而更神奇的是,明明本应该习惯寂寞的猫猫,在这个对它而言并不算寒冷的夜晚,突然感到有点不适应了。

猫猫的目光依旧专注地盯着眼前的土地,它的视线仿佛要穿过土壤看到地下埋着的种子。

它的耳朵轻轻抖动了一下,微微向后倾折。

快快长大吧。

猫猫在心底悄悄嘀咕。

它并不觉得疲惫,只是现在,阿尔猫猫突然有点想唐年。

天色渐渐亮了,这个时候,唐年通常也应该起床了。

——又或者是还在赖床。

猫猫这般想着,忍不住笑了一下,尾巴也跟着翘了翘。

笑完之后,猫猫又抿起了嘴巴。

再守一会吧,它这么想,早餐给唐年准备好了,那不如守到午饭的时候,刚好可以带一点午饭回去给唐年。

虽然唐年自有钱后和猫猫说咱家发财了,不需要猫猫每天都出去辛苦地摘果子,但实际上,猫猫并不觉得那对自己而言很辛苦。相反,它甚至有点喜欢这个过程。

每次回去的时候,它都能看到唐年对自己展露出明媚灿烂的笑容。

一想到唐年的笑容,猫猫心底就更思念了。

“唉……”

它轻轻叹了口气,抖了抖爪子上沾着的晨露。

“好端端的,怎么叹气啦?”

一道熟悉的声音突然飘进了猫猫的耳朵里,旋即,是一双白皙温暖的手探了过来,包裹住了猫猫的爪子。

阿尔:!!!

猫猫睁大眼睛,微微后退,显然被身旁的唐年吓了一跳。

它回过头,对上唐年笑着望来的眼睛。那弯漂亮的湖泊如镜子一般,明亮透净地倒映着猫猫的身影。

也不知唐年来了多久,看了自己多久。

——然而它还半点都没发觉!!!

阿尔整只猫猫都要被惊得炸毛了。

但很快,肉垫被掌心包裹的温热很快就传递到了整个感官里。

它只来得及问了一句,“你怎么来这里了”,连态度都还没来得及继续矜持镇定,喉咙就不受控制打起了细小的呼噜声。
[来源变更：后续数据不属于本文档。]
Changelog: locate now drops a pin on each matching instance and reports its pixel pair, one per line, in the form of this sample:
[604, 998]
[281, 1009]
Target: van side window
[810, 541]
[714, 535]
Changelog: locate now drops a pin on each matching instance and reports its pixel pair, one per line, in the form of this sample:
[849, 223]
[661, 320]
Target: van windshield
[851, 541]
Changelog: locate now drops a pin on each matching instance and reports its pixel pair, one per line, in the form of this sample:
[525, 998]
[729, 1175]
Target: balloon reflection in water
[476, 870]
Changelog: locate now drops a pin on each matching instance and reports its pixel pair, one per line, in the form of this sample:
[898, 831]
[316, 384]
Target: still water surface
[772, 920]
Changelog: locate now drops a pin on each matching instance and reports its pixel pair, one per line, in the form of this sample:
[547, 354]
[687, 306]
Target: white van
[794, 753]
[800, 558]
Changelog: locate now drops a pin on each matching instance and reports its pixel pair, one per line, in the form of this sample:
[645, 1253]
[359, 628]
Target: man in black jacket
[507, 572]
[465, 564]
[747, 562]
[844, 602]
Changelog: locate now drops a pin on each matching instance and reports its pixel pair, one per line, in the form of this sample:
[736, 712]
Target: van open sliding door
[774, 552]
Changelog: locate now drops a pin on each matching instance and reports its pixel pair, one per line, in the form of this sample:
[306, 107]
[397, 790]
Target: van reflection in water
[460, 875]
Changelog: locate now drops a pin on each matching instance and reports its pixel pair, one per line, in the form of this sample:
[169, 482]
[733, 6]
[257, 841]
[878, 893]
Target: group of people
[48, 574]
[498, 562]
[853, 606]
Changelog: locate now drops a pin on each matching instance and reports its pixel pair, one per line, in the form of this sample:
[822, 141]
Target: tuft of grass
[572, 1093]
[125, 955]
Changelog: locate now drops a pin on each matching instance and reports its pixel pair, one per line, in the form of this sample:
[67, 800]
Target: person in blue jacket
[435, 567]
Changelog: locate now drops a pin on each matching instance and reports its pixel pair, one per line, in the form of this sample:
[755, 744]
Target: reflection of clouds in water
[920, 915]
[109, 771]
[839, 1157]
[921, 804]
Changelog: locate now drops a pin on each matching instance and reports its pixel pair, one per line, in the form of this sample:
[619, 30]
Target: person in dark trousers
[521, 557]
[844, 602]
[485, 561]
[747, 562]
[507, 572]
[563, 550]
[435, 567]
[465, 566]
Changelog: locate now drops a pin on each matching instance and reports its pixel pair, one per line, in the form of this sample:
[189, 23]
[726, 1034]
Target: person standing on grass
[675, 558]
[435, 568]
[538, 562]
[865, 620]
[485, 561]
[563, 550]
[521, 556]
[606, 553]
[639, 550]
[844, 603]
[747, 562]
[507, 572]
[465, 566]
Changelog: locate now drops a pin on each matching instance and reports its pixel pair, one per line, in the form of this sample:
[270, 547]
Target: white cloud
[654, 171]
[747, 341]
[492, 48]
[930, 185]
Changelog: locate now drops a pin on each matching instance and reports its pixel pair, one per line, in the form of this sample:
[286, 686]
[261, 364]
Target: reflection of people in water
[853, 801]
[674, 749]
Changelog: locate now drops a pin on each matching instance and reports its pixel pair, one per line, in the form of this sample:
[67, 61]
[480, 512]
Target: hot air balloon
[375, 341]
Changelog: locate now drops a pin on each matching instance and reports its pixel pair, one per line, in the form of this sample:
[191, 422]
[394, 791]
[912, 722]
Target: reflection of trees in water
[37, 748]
唐年将阿尔的肉垫捂热,然后又抚了下它头顶乱乱的毛发,顺手将在外边度过了大半夜、身体都带了点冰寒的猫猫揣进怀中。

“来找你啊。”他笑着回答说。

不等猫猫回应,唐年又问:“阿尔方才在做什么?”

唐年确实很好奇,他盯着猫猫这么久,却只看到猫猫耐心地在试验田前蹲着。

猫猫努力挣扎了一下:“没做什么……等、等等!”

它要是不挣扎还好,一挣扎,唐年就更想捉弄它了。